# Appeal Review Timeframe



## bubby1987 (Jun 6, 2011)

Hi guys, 
have to say your forum here is very impressive.. but i feel i needed to join and write on here to get the answers i need, really hoping someone can help out. 

my fiance applied for the fiance visa to the UK in march, and in may it was denied through lack of information on salary and living arrangements. After sending through the appeal on the 15th or so of May to the First tier tribunal, I got a letter back on the 25th of May saying the appeal was open. I know that the supporting documents have now been sent to new york for the ECO to review the decision, but we are getting worried about how long this will take? 

has anyone else had an appeal reviewed successfully in new york? how long did it take? 
also, is there any way that the ECO will tell you if a review does not overturn the decision? or will we just be waiting until the 5th of October as it said on the appeal letter? 

we are getting worried because it has taken a while already, and if it goes through to appeal we want to just apply for a usa visa instead to save this waiting time. 

i really hope someone can help. 

Thanks and great work on the forum guys. 
Ben.


----------



## bubby1987 (Jun 6, 2011)

can no one help us out with this?


----------



## Joppa (Sep 7, 2009)

bubby1987 said:


> Hi guys,
> have to say your forum here is very impressive.. but i feel i needed to join and write on here to get the answers i need, really hoping someone can help out.
> 
> my fiance applied for the fiance visa to the UK in march, and in may it was denied through lack of information on salary and living arrangements. After sending through the appeal on the 15th or so of May to the First tier tribunal, I got a letter back on the 25th of May saying the appeal was open. I know that the supporting documents have now been sent to new york for the ECO to review the decision, but we are getting worried about how long this will take?
> ...


Appeal with UKBA at the consulate level (called administrative review, not a formal appeal heard in UK) is usually done within a matter of weeks. But if you have appealed to the First Tier Tribunal, it can take months, and UKBA in US has no control over the timeframe. You normally have a choice between adm review and full appeal.
See https://www.visainfoservices.com/Pages/Content.aspx?Tag=Appeals_PAGE

If it was over lack of certain documents etc, you should have gone for administrative review with submission of required evidence, which could have been sorted by now.


----------



## bubby1987 (Jun 6, 2011)

Joppa said:


> Appeal with UKBA at the consulate level (called administrative review, not a formal appeal heard in UK) is usually done within a matter of weeks. But if you have appealed to the First Tier Tribunal, it can take months, and UKBA in US has no control over the timeframe. You normally have a choice between adm review and full appeal.
> 
> 
> If it was over lack of certain documents etc, you should have gone for administrative review with submission of required evidence, which could have been sorted by now.

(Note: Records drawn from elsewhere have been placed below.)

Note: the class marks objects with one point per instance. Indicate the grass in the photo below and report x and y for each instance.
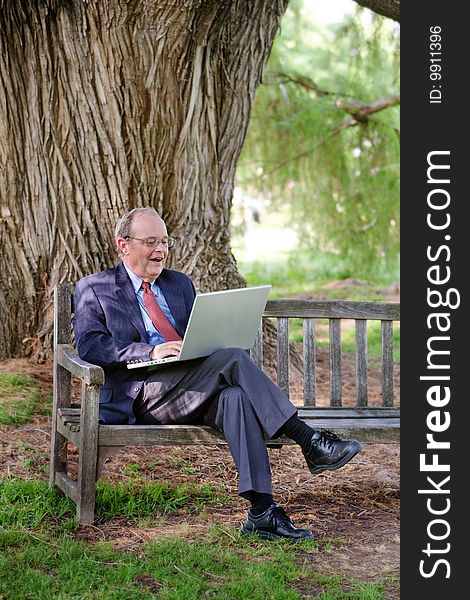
(41, 559)
(21, 398)
(32, 503)
(43, 563)
(304, 277)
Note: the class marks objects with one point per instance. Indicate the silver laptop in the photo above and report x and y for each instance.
(224, 319)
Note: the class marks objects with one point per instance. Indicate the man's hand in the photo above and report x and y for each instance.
(166, 349)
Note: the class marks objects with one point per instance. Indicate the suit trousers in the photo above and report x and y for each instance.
(228, 391)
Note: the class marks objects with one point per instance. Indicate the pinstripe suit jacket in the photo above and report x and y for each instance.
(109, 331)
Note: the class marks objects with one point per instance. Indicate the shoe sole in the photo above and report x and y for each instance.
(266, 535)
(356, 447)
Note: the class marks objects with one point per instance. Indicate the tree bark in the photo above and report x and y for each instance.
(110, 104)
(386, 8)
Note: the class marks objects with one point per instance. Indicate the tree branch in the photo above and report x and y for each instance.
(359, 112)
(386, 8)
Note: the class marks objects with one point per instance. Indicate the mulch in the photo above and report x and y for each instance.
(356, 507)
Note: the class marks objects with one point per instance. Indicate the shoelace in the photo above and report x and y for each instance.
(327, 438)
(275, 513)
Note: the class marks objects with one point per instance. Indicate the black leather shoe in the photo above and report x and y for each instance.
(274, 524)
(329, 452)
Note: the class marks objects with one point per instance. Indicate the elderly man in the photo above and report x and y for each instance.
(140, 310)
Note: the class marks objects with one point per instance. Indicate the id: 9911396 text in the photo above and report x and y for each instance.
(435, 67)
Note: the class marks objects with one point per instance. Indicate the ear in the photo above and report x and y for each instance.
(123, 246)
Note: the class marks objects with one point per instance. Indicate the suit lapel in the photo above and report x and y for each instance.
(126, 295)
(174, 297)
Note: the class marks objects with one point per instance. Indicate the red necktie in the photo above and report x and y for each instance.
(158, 317)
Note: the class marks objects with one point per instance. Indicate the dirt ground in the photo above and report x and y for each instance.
(355, 509)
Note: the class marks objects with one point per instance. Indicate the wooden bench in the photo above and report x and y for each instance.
(78, 425)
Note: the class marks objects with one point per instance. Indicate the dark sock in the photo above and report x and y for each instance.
(298, 431)
(259, 501)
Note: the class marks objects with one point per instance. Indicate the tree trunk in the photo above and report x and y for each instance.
(110, 104)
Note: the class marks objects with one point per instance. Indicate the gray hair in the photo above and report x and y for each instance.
(124, 223)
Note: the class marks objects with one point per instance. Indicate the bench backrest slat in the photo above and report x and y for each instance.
(283, 354)
(336, 397)
(361, 362)
(387, 363)
(309, 348)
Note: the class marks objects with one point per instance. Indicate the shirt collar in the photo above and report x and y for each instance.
(136, 280)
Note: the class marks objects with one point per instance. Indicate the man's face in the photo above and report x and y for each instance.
(146, 262)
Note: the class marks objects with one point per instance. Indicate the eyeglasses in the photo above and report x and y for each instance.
(154, 242)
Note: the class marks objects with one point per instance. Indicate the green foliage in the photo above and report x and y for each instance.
(39, 558)
(20, 399)
(145, 498)
(341, 183)
(31, 503)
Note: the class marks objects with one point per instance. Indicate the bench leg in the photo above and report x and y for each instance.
(88, 459)
(61, 398)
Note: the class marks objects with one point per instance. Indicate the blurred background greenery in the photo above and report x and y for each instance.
(317, 188)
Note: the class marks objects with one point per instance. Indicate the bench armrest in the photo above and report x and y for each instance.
(68, 358)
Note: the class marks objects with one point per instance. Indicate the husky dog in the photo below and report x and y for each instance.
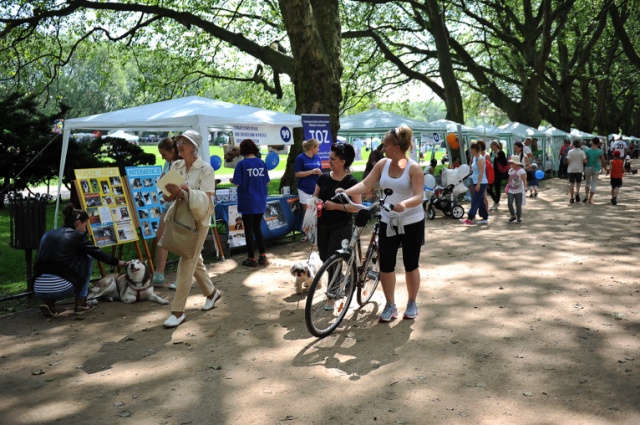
(131, 286)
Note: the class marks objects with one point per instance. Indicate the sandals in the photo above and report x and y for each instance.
(48, 310)
(81, 309)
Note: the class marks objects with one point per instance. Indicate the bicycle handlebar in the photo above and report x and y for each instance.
(344, 197)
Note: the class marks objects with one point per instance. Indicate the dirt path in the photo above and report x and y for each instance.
(530, 324)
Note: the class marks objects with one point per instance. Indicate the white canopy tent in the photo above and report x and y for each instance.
(376, 122)
(187, 113)
(465, 135)
(467, 132)
(583, 135)
(515, 131)
(555, 140)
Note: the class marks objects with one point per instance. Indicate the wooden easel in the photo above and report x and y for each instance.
(75, 200)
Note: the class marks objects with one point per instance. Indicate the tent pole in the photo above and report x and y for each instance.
(63, 159)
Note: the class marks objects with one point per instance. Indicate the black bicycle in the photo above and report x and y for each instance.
(332, 289)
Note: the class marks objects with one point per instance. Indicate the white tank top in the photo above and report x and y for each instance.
(401, 191)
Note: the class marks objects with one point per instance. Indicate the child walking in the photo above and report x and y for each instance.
(532, 181)
(617, 170)
(516, 189)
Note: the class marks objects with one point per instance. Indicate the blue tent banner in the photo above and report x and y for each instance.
(317, 126)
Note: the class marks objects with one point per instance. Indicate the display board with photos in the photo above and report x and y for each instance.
(103, 197)
(146, 198)
(236, 235)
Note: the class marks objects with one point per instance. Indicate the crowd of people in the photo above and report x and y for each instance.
(64, 259)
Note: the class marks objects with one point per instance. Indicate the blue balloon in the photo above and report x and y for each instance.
(272, 160)
(216, 162)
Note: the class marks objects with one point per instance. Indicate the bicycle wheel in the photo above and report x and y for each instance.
(330, 295)
(370, 275)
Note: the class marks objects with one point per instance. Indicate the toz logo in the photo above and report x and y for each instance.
(255, 172)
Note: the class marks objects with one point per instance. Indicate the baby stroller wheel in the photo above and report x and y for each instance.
(457, 212)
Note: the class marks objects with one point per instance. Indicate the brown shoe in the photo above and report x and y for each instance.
(82, 309)
(48, 309)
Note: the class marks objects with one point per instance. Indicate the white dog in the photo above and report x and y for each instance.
(131, 286)
(305, 271)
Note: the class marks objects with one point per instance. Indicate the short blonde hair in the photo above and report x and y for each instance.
(310, 144)
(401, 137)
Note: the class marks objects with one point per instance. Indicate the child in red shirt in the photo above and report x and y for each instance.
(617, 170)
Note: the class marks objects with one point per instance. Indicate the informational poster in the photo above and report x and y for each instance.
(317, 126)
(103, 197)
(146, 198)
(236, 228)
(263, 134)
(274, 215)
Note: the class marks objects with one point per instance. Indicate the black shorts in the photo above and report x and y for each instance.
(411, 241)
(575, 177)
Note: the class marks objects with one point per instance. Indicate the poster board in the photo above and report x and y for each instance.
(274, 215)
(103, 197)
(146, 197)
(236, 236)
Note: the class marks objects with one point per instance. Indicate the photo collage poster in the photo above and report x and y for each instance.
(104, 199)
(274, 215)
(146, 198)
(236, 228)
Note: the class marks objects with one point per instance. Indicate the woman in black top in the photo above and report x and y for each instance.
(500, 171)
(64, 263)
(334, 224)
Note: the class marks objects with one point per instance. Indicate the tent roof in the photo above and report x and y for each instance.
(554, 132)
(183, 113)
(379, 121)
(520, 130)
(582, 134)
(452, 127)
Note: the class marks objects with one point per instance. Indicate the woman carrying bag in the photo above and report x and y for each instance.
(192, 198)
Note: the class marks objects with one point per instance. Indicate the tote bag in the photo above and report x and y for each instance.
(181, 234)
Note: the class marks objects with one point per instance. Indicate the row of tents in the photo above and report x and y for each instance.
(203, 115)
(547, 141)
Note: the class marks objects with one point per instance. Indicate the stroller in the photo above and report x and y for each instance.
(445, 197)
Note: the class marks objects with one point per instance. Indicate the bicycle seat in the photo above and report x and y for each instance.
(362, 218)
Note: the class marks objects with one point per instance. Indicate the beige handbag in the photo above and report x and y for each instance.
(181, 234)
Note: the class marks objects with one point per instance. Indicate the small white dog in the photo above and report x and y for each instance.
(131, 286)
(305, 271)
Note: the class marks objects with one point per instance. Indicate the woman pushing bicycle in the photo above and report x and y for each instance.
(405, 224)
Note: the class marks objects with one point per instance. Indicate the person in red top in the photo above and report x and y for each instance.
(617, 170)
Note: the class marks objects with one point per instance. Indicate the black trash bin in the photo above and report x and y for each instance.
(27, 224)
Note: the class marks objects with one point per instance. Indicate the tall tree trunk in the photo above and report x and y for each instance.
(452, 96)
(314, 31)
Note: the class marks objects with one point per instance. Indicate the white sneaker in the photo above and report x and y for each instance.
(174, 321)
(210, 302)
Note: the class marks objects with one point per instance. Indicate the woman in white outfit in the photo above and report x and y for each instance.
(402, 226)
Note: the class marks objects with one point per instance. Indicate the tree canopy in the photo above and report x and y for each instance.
(571, 63)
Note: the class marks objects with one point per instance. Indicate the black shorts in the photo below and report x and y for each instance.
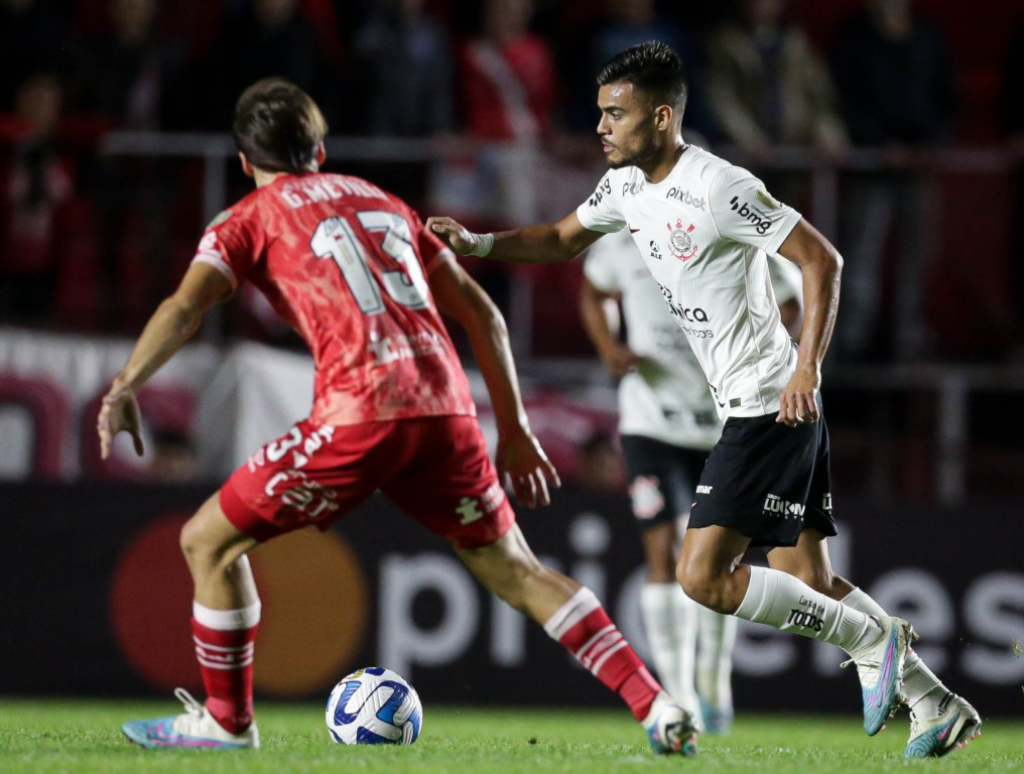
(767, 481)
(662, 478)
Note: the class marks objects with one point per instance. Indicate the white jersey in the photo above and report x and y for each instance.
(705, 233)
(667, 397)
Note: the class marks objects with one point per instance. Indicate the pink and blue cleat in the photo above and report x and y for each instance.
(880, 668)
(953, 725)
(194, 729)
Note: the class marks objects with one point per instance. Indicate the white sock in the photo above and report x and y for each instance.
(684, 615)
(782, 601)
(659, 622)
(717, 635)
(227, 620)
(922, 686)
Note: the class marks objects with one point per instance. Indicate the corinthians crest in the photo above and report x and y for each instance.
(680, 242)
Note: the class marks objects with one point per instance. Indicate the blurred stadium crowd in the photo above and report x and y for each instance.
(897, 126)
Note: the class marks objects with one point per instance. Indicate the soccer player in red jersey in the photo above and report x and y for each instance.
(352, 268)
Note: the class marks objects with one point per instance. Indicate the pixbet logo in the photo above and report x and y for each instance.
(760, 223)
(686, 198)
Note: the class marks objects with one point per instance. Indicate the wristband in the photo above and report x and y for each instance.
(484, 243)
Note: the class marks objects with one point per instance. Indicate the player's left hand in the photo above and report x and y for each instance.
(119, 413)
(456, 235)
(521, 462)
(799, 398)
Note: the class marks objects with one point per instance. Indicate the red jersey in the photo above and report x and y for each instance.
(346, 264)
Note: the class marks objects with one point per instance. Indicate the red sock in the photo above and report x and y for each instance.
(225, 659)
(585, 630)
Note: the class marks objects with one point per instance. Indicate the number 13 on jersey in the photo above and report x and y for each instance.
(335, 239)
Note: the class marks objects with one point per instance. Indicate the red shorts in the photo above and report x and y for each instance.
(436, 469)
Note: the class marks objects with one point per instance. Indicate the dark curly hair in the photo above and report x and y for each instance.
(279, 127)
(653, 68)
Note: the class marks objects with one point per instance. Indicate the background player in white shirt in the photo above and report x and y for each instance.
(668, 424)
(705, 228)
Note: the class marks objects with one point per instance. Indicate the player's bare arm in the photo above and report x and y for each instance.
(599, 312)
(175, 320)
(519, 457)
(821, 266)
(549, 243)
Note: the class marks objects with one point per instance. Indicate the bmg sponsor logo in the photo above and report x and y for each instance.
(761, 224)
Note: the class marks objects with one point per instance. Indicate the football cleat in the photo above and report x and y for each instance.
(194, 729)
(880, 668)
(671, 730)
(954, 724)
(717, 720)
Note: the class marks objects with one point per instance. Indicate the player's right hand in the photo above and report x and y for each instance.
(119, 413)
(620, 360)
(521, 463)
(454, 234)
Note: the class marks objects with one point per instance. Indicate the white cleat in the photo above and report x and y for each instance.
(195, 729)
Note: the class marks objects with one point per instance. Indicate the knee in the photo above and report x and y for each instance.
(701, 585)
(201, 552)
(818, 578)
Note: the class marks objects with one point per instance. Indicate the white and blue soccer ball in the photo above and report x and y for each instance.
(374, 705)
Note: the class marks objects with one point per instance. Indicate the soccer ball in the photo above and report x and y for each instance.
(374, 705)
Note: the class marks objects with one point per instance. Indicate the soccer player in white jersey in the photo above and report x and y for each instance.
(705, 228)
(668, 424)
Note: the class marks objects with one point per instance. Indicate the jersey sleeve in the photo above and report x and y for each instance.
(786, 278)
(602, 212)
(231, 246)
(604, 259)
(744, 211)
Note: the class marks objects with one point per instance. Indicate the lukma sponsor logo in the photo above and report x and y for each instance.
(785, 509)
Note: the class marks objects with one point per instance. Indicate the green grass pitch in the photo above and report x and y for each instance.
(84, 737)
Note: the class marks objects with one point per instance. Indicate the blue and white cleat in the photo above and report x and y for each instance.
(954, 724)
(717, 720)
(194, 729)
(671, 730)
(880, 668)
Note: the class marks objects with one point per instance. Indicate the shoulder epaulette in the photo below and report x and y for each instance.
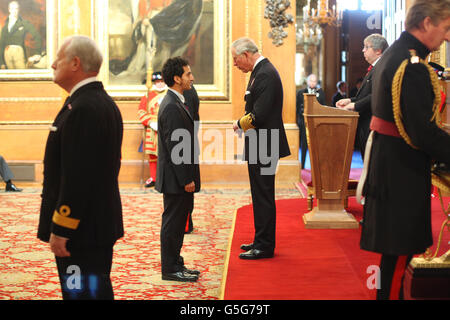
(396, 93)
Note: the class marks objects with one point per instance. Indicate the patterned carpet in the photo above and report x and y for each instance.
(28, 270)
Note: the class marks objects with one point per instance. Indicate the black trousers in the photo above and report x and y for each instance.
(303, 143)
(85, 275)
(262, 188)
(174, 218)
(392, 272)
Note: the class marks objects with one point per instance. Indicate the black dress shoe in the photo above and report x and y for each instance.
(10, 187)
(181, 276)
(254, 254)
(191, 271)
(247, 247)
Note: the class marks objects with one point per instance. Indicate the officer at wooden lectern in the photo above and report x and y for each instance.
(405, 138)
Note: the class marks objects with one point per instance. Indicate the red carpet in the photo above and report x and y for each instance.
(308, 264)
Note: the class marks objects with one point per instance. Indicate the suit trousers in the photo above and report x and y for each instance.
(176, 210)
(262, 188)
(5, 172)
(85, 275)
(303, 143)
(392, 272)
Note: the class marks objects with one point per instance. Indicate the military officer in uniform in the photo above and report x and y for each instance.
(404, 139)
(374, 46)
(81, 211)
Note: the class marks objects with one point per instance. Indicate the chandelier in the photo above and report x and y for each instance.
(309, 30)
(322, 15)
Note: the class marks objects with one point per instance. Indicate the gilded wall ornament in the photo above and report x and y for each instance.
(276, 12)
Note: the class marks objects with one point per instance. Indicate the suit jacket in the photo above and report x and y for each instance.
(264, 100)
(193, 104)
(17, 37)
(80, 197)
(300, 103)
(174, 173)
(363, 107)
(397, 211)
(362, 99)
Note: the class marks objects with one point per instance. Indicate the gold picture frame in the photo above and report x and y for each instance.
(206, 46)
(37, 20)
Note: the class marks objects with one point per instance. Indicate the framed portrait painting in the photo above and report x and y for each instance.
(27, 39)
(138, 36)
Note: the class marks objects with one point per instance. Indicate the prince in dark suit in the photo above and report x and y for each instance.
(265, 141)
(81, 211)
(178, 174)
(374, 46)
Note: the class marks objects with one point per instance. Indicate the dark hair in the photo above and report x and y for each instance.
(173, 67)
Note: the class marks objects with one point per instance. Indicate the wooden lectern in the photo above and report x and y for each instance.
(331, 137)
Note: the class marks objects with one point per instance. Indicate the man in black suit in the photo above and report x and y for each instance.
(193, 103)
(312, 88)
(406, 136)
(265, 141)
(374, 46)
(177, 175)
(81, 211)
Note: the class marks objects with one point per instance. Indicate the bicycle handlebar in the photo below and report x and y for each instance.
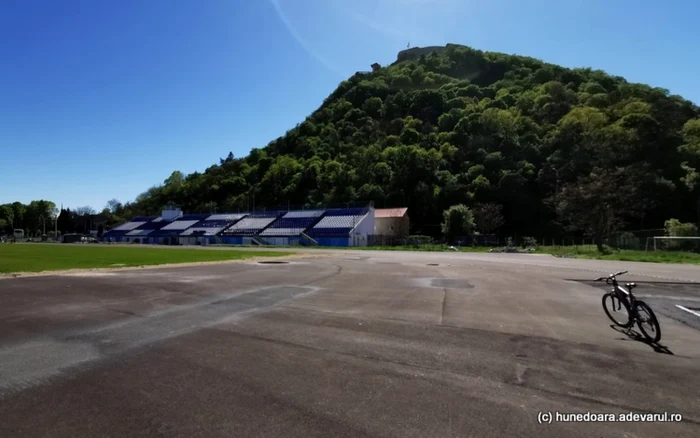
(611, 276)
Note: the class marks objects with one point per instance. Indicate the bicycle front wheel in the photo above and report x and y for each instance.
(616, 310)
(647, 322)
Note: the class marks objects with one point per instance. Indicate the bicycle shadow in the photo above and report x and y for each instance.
(632, 334)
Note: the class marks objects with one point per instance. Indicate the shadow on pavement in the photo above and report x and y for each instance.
(636, 336)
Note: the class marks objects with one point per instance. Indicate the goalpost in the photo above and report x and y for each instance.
(673, 243)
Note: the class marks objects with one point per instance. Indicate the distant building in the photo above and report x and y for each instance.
(89, 224)
(392, 222)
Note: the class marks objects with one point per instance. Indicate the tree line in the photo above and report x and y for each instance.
(554, 150)
(43, 217)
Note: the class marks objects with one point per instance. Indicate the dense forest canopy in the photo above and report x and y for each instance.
(557, 149)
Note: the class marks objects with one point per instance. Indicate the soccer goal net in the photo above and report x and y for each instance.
(673, 243)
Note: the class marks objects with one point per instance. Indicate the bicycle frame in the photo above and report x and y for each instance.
(626, 295)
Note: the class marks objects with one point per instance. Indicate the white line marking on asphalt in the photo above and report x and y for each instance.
(688, 310)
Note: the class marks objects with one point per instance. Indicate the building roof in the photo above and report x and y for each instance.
(390, 212)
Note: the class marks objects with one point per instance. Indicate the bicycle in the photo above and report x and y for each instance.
(634, 309)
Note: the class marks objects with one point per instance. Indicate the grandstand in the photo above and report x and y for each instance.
(118, 234)
(329, 227)
(170, 234)
(207, 229)
(337, 226)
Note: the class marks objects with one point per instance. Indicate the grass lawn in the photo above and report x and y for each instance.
(625, 255)
(36, 257)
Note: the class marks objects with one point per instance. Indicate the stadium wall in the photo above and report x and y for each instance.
(333, 241)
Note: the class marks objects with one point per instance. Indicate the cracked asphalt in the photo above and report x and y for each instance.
(345, 343)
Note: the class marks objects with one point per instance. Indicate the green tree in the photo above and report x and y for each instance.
(488, 217)
(596, 204)
(457, 221)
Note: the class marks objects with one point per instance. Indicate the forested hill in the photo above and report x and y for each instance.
(449, 125)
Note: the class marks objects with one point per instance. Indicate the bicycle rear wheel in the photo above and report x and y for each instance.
(617, 310)
(647, 322)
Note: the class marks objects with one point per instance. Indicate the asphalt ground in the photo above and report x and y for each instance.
(355, 343)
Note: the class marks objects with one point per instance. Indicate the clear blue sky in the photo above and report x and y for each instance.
(103, 99)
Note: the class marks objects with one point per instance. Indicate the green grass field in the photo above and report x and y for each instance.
(51, 257)
(625, 255)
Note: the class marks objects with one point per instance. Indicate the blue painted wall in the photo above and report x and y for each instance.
(232, 240)
(333, 241)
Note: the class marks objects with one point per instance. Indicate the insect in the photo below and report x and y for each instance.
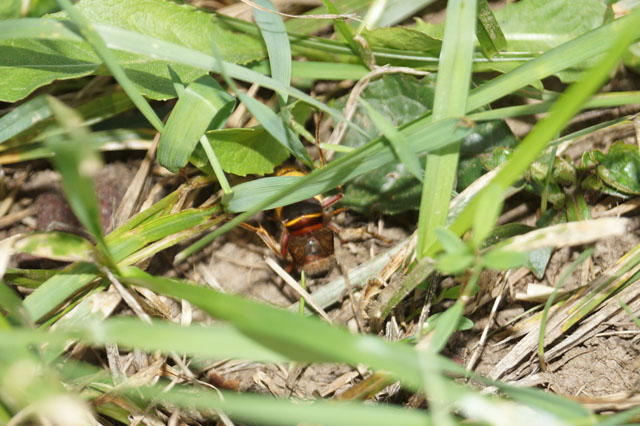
(307, 233)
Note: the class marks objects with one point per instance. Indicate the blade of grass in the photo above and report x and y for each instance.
(488, 31)
(452, 89)
(396, 139)
(545, 312)
(202, 105)
(276, 39)
(561, 112)
(345, 32)
(76, 160)
(299, 338)
(96, 42)
(263, 193)
(23, 117)
(12, 305)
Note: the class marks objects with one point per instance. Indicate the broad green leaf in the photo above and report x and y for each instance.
(56, 245)
(391, 189)
(58, 290)
(403, 39)
(620, 168)
(488, 31)
(539, 25)
(28, 64)
(106, 55)
(23, 117)
(276, 39)
(203, 105)
(243, 151)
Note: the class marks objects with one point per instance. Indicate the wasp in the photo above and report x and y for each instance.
(306, 232)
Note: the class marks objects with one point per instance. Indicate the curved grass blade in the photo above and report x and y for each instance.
(202, 105)
(343, 29)
(452, 90)
(488, 31)
(260, 194)
(259, 409)
(23, 117)
(95, 40)
(76, 160)
(215, 341)
(56, 245)
(276, 38)
(12, 305)
(299, 338)
(561, 112)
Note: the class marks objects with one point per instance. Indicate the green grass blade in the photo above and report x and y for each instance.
(215, 341)
(58, 289)
(260, 194)
(345, 32)
(557, 59)
(488, 31)
(299, 338)
(76, 160)
(396, 139)
(23, 117)
(276, 39)
(561, 112)
(452, 89)
(204, 104)
(12, 305)
(94, 39)
(264, 410)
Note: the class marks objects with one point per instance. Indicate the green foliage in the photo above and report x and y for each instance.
(32, 63)
(243, 151)
(539, 25)
(403, 39)
(401, 120)
(203, 105)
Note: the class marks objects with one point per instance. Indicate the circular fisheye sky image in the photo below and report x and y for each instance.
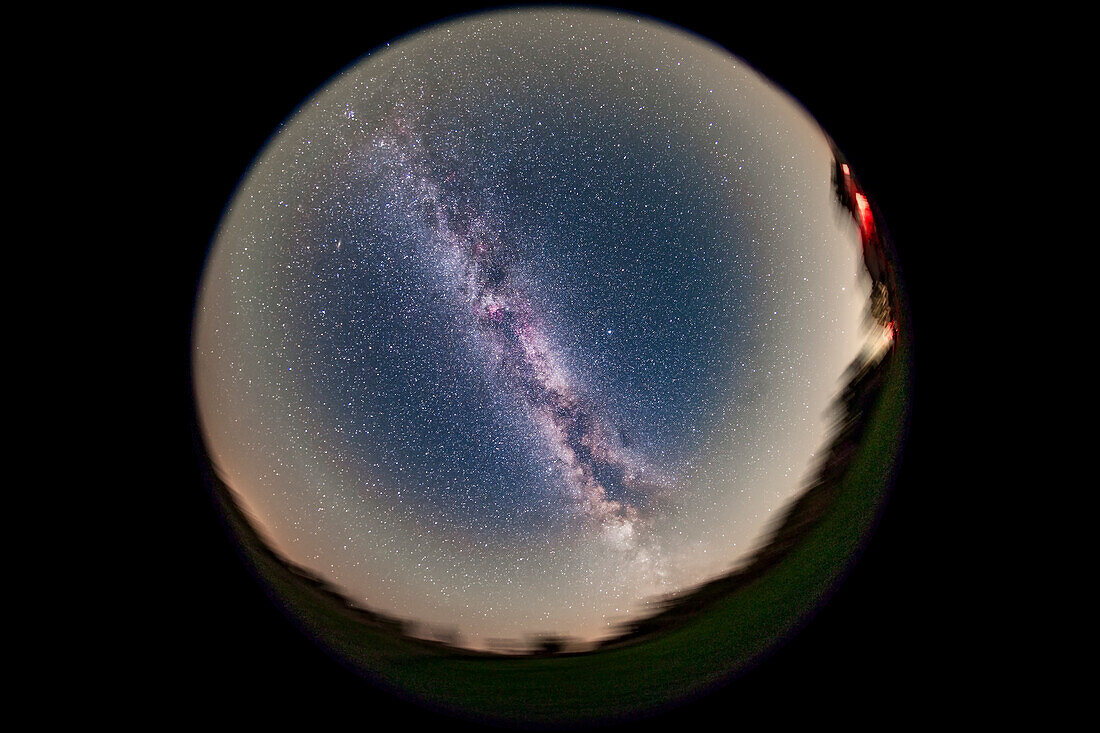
(551, 367)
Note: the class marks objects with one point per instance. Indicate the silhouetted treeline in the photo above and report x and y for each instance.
(865, 378)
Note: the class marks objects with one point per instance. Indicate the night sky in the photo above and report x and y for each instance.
(526, 319)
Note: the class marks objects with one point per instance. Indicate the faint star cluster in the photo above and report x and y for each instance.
(526, 319)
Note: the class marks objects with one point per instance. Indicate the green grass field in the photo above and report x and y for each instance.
(723, 639)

i have found the whole process entirely confusing and daunting to be honest, i really didn't think it would be this cryptic. I was under the impression from the people i spoke to, that if we went to appeal, the administrative review would be performed first... which is what i thought they were doing by sending the documents through to the ECO. 
I did appeal to the first tier tribunal, but they have already written me to tell me that the appeal is open and that the documents have been sent to the ECO in new york for review. however, they don't give us any details of how to check progress or timeframes until the 5th of october when they will tell us where the appeal will go from there.. and i don't want to go to appeal, i just want it to be reviewed and overturned, and it really should be as we meet all the criteria. 

All of it has just got to me to be perfectly honest. i'm drained and disheartened and doubting the process more and more with every day that passes without word. i'm sure you have all been here before. 

Thanks.


----------